70 hrs, I would put the new rings on the old piston, assuming they are the same brand and ride this weekend. Put another 70 hours on it and then get another piston. But remember I am a frugal, hack mechanic. Perhaps someone else will chime in.

Paul B
 
You cannot usually accurately measure bores or pistons with digital calipers. Have a look at the accuracy of the calipers norlmally on the side. Also pistons are barrel shaped widest around the middle portion of the skirt - this is to allow for thermal expansion of the top of the piston (which gets hotter than the skirt). You probably cannot hold the calipers accurately enough at 90 degrees to the piston to get an accurate measurement even if your calipers were of the accuracy you need. For the bore you need a 3 prong bore measuring device for similar reasons plus the need to accuralely centre any measuring device.

When you get your new rings/piston done measure compression with a compression tester and benchmark this. They later if you wonder if your rings are worn just check the compression.

Measurements of my KTM pistons and bore showed my pistons had very very little wear (practically negligable) and the choice of A or B pistons was much more important than if a piston was worn. I would also guess manufacturing tolerances may be larger than the wear amount. Also the Nikasil bore was worn to 1/2 the KTM spec in about 8 years so nothing to worry about there. For visible marks in the bore which you cannot feel I would not worry about them in terms of them compromising engine performance though bear in mind it means that something has scraped the bore - usually there are corresponding piston marks though it could be something jammed between the piston/bore - anyway these seemed quite common and did not affect my engine.
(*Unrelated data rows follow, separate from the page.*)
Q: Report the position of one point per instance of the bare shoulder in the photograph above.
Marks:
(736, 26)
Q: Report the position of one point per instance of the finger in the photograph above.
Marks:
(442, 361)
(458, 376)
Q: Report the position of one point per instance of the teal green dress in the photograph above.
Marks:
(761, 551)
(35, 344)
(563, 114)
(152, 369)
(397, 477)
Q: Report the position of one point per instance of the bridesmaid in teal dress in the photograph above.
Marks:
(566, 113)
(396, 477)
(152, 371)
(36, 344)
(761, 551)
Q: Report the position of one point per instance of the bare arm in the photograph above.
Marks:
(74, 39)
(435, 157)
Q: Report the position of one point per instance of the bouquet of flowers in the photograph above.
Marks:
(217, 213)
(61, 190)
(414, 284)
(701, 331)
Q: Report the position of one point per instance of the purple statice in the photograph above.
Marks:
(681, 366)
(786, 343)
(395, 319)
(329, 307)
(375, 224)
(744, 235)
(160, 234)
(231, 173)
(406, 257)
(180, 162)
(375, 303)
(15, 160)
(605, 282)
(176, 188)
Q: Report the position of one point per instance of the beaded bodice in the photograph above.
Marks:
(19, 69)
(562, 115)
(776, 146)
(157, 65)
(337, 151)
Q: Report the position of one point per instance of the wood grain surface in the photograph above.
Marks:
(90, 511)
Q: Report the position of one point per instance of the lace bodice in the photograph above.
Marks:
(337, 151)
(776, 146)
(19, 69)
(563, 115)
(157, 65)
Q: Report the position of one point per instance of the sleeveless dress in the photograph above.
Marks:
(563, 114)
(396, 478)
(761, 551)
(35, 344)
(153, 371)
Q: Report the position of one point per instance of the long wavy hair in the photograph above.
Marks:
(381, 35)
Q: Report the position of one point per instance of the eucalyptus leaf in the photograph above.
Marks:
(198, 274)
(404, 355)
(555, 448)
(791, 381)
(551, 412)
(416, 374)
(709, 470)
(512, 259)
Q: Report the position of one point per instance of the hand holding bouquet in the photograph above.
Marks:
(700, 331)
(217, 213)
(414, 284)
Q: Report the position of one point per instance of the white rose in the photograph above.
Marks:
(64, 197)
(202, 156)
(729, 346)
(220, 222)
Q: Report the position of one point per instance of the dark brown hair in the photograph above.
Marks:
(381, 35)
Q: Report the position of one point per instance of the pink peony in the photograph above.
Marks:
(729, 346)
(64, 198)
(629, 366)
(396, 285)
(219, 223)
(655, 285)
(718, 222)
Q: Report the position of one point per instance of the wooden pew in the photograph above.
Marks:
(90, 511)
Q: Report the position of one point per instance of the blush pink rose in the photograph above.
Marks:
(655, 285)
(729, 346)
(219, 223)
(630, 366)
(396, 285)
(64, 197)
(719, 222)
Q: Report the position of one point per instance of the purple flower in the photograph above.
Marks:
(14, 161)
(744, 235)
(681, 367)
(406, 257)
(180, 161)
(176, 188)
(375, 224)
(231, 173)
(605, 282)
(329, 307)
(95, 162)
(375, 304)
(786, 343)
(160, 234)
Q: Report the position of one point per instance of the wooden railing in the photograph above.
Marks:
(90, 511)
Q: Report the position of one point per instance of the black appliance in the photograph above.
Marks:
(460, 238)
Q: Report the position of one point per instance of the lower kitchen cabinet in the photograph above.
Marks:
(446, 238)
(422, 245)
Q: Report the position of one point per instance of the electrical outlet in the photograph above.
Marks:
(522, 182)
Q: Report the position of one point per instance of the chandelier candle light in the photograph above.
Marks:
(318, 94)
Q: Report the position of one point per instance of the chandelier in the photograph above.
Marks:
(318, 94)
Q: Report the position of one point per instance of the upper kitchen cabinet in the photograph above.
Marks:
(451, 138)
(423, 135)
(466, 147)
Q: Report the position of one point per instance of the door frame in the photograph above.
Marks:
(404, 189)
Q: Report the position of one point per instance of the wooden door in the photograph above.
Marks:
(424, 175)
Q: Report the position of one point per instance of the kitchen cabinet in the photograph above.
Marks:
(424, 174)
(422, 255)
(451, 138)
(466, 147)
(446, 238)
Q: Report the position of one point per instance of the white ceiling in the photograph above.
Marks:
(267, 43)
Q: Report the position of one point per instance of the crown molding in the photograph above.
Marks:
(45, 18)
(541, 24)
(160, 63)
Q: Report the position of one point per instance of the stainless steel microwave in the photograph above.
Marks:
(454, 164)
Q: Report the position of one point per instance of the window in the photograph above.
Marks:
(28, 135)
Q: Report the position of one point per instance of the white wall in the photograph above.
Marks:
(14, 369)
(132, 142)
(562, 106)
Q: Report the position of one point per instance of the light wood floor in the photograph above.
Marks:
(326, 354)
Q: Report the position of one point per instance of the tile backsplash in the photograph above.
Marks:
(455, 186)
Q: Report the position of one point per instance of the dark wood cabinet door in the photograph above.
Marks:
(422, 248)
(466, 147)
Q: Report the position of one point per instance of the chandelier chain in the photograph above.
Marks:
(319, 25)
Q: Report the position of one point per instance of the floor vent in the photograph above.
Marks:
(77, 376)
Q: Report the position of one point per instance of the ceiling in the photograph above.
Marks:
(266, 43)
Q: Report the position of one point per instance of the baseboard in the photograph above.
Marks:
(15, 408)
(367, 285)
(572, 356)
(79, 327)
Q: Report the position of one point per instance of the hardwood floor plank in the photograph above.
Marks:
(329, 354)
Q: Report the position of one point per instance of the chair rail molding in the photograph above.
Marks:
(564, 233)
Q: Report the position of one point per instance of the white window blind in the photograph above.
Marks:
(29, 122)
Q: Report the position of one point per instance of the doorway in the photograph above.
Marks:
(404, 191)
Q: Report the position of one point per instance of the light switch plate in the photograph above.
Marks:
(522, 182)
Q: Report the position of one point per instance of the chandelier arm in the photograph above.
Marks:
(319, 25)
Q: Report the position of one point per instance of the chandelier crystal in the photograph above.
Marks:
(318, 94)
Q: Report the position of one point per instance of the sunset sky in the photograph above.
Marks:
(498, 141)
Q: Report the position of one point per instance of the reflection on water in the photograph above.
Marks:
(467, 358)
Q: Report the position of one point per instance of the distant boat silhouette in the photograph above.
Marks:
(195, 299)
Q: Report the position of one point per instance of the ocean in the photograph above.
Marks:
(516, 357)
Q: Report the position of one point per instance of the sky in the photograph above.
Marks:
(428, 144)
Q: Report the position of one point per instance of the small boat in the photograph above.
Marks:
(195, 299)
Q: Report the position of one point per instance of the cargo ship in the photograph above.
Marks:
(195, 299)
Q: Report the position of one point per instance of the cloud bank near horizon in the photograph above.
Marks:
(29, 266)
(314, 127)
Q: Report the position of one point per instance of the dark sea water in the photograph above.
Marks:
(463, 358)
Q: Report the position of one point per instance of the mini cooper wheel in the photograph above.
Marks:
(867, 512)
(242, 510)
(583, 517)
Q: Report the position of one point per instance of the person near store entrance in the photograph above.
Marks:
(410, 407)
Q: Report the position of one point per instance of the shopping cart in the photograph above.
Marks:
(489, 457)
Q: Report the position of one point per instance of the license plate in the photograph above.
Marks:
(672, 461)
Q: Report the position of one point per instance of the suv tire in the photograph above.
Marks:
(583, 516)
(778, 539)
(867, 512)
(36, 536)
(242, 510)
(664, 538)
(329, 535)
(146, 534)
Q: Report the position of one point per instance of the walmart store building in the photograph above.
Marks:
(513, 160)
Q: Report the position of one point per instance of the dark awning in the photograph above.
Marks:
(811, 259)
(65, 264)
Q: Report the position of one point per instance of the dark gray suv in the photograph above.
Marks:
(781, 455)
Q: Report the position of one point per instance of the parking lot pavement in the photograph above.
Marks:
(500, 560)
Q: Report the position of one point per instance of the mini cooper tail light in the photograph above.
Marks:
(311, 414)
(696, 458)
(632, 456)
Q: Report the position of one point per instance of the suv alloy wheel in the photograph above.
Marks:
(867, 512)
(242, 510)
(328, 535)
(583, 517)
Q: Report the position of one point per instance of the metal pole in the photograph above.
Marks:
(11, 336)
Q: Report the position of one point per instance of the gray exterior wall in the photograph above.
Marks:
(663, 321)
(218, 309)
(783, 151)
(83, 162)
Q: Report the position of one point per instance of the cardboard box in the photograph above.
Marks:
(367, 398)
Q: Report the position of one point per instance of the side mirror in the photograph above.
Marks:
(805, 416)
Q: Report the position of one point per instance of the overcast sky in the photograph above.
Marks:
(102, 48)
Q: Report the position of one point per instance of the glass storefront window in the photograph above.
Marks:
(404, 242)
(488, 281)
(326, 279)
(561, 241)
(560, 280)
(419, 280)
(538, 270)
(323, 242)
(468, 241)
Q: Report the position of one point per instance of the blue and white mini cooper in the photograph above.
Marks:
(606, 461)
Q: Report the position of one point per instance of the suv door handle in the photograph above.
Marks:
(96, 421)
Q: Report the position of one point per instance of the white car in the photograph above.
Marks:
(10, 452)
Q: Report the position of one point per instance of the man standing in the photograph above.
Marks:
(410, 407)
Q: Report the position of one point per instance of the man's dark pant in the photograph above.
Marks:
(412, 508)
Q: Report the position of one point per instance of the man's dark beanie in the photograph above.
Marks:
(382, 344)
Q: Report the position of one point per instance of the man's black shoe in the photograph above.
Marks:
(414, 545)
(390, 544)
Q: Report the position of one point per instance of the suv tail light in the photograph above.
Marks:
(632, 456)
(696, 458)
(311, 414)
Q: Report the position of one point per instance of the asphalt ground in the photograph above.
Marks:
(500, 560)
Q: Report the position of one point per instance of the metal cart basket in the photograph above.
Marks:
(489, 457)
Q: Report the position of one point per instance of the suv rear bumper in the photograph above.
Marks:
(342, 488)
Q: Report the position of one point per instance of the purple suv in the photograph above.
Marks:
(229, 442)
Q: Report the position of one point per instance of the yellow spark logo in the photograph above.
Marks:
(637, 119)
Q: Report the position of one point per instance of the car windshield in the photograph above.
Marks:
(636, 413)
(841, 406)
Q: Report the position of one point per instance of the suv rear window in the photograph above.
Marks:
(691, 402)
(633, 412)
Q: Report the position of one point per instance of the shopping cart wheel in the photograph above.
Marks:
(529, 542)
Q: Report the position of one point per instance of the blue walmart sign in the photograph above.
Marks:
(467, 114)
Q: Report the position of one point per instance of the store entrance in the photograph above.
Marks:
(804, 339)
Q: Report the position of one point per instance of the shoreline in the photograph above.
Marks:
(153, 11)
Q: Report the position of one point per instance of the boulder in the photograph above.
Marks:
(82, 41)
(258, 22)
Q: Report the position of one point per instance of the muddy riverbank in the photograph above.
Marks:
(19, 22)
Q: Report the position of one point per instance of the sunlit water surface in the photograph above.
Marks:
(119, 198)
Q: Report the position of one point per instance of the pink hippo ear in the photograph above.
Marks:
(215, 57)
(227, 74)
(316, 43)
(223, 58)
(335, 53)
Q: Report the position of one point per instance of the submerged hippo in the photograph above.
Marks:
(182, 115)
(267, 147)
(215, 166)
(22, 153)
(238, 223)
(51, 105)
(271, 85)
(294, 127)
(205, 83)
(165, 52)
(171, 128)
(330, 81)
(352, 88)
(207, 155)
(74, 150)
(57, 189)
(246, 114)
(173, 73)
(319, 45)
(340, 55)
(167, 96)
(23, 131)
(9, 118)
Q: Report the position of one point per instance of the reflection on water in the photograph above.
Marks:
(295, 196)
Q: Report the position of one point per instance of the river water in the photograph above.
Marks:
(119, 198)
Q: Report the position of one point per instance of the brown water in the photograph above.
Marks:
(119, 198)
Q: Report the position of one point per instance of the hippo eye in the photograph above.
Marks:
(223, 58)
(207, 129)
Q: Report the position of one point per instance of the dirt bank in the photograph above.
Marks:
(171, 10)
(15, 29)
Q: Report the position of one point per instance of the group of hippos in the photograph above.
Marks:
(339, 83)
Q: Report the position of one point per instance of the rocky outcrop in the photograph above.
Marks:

As mentioned above with the compression meter I use this to decide when to replace rings etc rather than number of hours - seems like a smart way to do it and will probably extend changes on the 300 a long time as they seem to have very little wear.

At what point did your replacement piston get jammed in the bore? i.e. at the skirt or ring area? - again bear in mind the piston is barrel shaped would the top fit in first? Piston selection A or B seemed like a black art on the KTM since no-one accurately measures bores and pistons and even when I did trying to get a spec for minumum clearance was difficult. Also the shops advice (speak to some-one who replaces a lot of pistons) was that after the first ring change you coul dfit the bigger piston on a KTM but again as I remember manufacturing tolerances seemed to play a much bigger part the relative tolerances. At least if you put the same sized piston in you know you are safe though if most people fit the bigger piston you should be fine with that.
 
I posted some pics in the photo section. take a look at them and let me know if you see anything to be concerned about. ring end gap is between .38 and.35mm. service manual says it shoud be between .8 and .5 ... whats up wit dat??

are those vertical lines in the jug anything to be concerned about?? you can't feel them with your finger. is that from the piston skirt moving around??

I would say both your rings are worn since you are getting a reasonable amount of combustion gas past the rings leaving the black/brown deposits on there.